The 35-year-old Bangladeshi political refugee has asked the Australian government for resettlement countless times but received no indication of when his immigration detention may end.

Life on Nauru, he said, is fraught with danger.

“A lot of [things are] happening here. The Nauruan people… don’t like refugees to stay here,” he said.

The abuse and neglect of detainees, in what human rights group Amnesty International has described as Nauru’s “open-air prison”, have been well documented, as has the danger of living on Nauru and PNG as a refugee or asylum seeker.

“Those places very quickly became extremely unsafe for the people being processed there,” said Battisson, “and that was because there was a perception by the local communities there … that the refugees coming there were dangerous.”

Tamim has been attacked and robbed by Nauruan locals three times, he said.

The police promised to pursue suspects but it has now been two years and there has been no result, said Tamim.

Ever more perilous journeys

The UK bill is expected to stop asylum seekers from making the journey to the UK on small boats like the one Tamim came to Australia in.

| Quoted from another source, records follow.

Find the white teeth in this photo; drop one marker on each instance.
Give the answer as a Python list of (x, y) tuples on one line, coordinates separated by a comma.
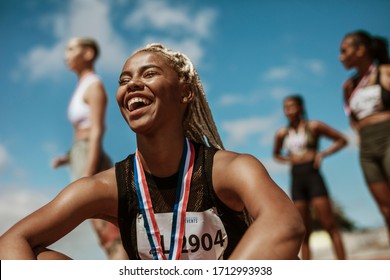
[(139, 99)]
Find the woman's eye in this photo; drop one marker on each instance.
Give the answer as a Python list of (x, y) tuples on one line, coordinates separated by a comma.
[(123, 81), (149, 74)]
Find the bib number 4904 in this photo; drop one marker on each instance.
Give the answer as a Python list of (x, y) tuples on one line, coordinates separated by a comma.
[(193, 243)]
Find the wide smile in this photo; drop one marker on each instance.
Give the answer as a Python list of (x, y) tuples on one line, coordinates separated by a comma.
[(136, 103)]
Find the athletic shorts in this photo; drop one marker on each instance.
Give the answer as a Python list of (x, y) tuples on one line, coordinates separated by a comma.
[(307, 182), (78, 159), (375, 152)]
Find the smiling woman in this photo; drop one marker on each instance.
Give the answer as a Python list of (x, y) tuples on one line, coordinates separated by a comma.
[(180, 195)]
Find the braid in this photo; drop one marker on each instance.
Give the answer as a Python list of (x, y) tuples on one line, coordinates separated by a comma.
[(198, 122)]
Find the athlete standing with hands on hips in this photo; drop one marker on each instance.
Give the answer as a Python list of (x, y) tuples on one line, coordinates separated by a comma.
[(180, 195), (367, 104), (86, 112), (300, 138)]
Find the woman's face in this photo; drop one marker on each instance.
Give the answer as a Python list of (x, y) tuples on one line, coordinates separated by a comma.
[(348, 53), (292, 109), (149, 93), (74, 55)]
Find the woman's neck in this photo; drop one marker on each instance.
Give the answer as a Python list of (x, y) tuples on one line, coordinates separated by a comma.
[(296, 124), (160, 156), (85, 72), (363, 68)]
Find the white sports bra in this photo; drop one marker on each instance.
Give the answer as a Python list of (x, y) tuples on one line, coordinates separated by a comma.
[(78, 110), (366, 101)]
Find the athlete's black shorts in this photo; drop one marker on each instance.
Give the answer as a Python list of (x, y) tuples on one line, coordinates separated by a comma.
[(307, 182)]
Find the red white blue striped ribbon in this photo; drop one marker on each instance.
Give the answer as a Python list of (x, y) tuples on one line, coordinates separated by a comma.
[(180, 206)]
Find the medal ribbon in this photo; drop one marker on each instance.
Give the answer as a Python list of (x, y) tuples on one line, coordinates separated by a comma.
[(179, 209)]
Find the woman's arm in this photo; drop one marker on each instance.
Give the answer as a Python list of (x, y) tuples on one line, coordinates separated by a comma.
[(86, 198), (277, 230), (339, 140), (278, 146), (96, 98)]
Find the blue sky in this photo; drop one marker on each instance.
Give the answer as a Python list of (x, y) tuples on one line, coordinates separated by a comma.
[(249, 54)]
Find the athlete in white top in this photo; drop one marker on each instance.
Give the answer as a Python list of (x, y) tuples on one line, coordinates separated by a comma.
[(86, 112)]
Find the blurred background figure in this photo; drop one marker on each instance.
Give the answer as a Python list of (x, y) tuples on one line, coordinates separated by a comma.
[(367, 104), (300, 139), (86, 112)]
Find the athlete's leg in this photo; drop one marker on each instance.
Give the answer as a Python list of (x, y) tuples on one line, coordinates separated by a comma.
[(381, 193), (304, 210), (323, 209)]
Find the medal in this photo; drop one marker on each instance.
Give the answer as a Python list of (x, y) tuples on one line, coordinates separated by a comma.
[(179, 209)]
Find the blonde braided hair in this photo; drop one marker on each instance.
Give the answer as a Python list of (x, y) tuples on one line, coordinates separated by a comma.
[(198, 123)]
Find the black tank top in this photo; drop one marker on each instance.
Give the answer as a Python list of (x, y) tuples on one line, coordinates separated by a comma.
[(163, 190)]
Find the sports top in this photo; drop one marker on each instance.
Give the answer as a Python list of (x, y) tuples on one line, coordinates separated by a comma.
[(78, 110), (368, 100), (300, 141), (212, 230)]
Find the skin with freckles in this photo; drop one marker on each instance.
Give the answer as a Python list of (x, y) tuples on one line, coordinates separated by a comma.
[(154, 100)]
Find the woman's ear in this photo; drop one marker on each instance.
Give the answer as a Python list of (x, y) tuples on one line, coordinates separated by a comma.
[(89, 54), (188, 93), (361, 51)]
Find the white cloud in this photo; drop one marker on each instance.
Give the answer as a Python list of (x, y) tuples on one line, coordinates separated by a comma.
[(83, 18), (240, 130), (278, 73), (316, 66), (295, 68), (279, 92), (179, 19), (92, 18), (231, 99)]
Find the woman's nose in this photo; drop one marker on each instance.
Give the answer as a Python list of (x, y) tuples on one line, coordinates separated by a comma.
[(135, 84)]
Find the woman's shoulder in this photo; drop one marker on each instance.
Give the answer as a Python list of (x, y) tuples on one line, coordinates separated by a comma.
[(230, 161)]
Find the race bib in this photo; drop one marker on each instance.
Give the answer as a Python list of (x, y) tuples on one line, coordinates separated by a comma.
[(205, 236)]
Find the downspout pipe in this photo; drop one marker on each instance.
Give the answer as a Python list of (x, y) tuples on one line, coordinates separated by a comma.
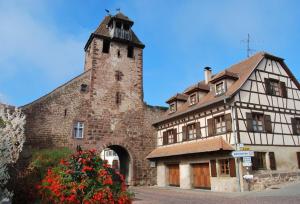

Rintoul said the bill will only give rise to the same people making different and more perilous journeys “to try to avoid detection”.

“We will perhaps see more people at the backs of containers at the risk of being smothered, smuggled across the channel, or they will be left in dangerous circumstances in refugee camps or other places throughout Europe,” he said.

Tamim did not have the luxury of applying for a refugee visa to Australia. He had to leave Bangladesh in a rush, with a people smuggler arranging a continuous route from his country to Australia. There was no other option, he said.

Latifi’s story was similar. He said everything happened too fast and there was no time to plan.

“I was just try[ing] to get out of that situation,” Latifi said. “So it was very quick.”

Rintoul said that if there were reasonable, formal ways to get protection, refugees – such as Latifi and Tamim – would not get on to boats.

“People don’t need to get on a small boat to take trips across the channel if there [is] a formal way for them to get protection,” he said.

“If there was a way that Britain took 10,000 people a month from France, people wouldn’t be on little boats.”